Not only did he support her professionally, but the couple also lived an equal domestic life.
"I wanted to template how a successful woman can become successful if she has a partner that's prepared to recognise that you should do as much of the domestic front as the other person," Miller says.
"I put it in there to show the men in the audience that's how you go about it. The methodology is that you do the cooking and you do half of the domestic work, half of the childcare at least. And you also advocate for your partner in the world where it's a very male-dominated world - bring her name up and put her forward and lobby for her."
During the show's run in Sydney last year, Miller says while women walked out of the theatre crying, having found Ginsburg inspiring, men walked out thinking they were already like Marty.
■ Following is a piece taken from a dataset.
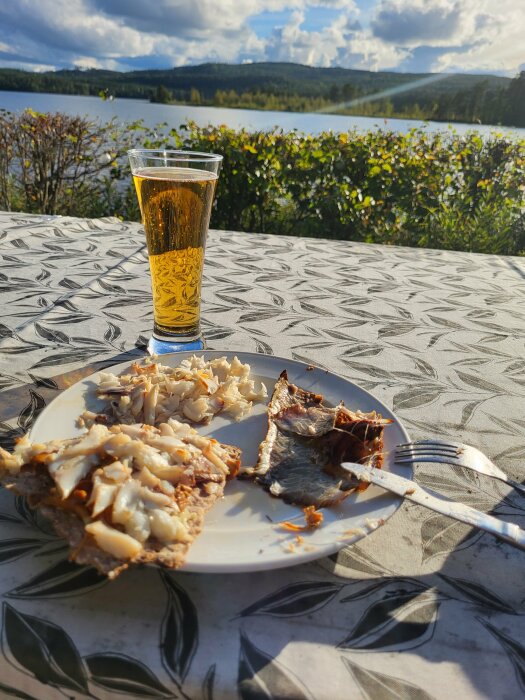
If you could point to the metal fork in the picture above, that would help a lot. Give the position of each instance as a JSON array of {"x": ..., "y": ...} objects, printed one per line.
[{"x": 452, "y": 453}]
"I thought it was amusing because, well you're not all Martys. They just came out thinking 'I'm already there'," Miller says
"But that was specifically put in as a template because often people think, what does it mean to be a man that lives a feminist life?
"The women that went to law school with Ruth Bader Ginsburg ended up either not graduating or when they graduated just ended up rearing children, while their husbands had glorious careers.
"One of them was just as smart as Ruth and she was devastated that her life turned out so differently. And the difference was who she married."
RBG: Of Many, One will be at the Canberra Theatre Centre from April 11 to 21. Tickets from canberratheatrecentre.com.au.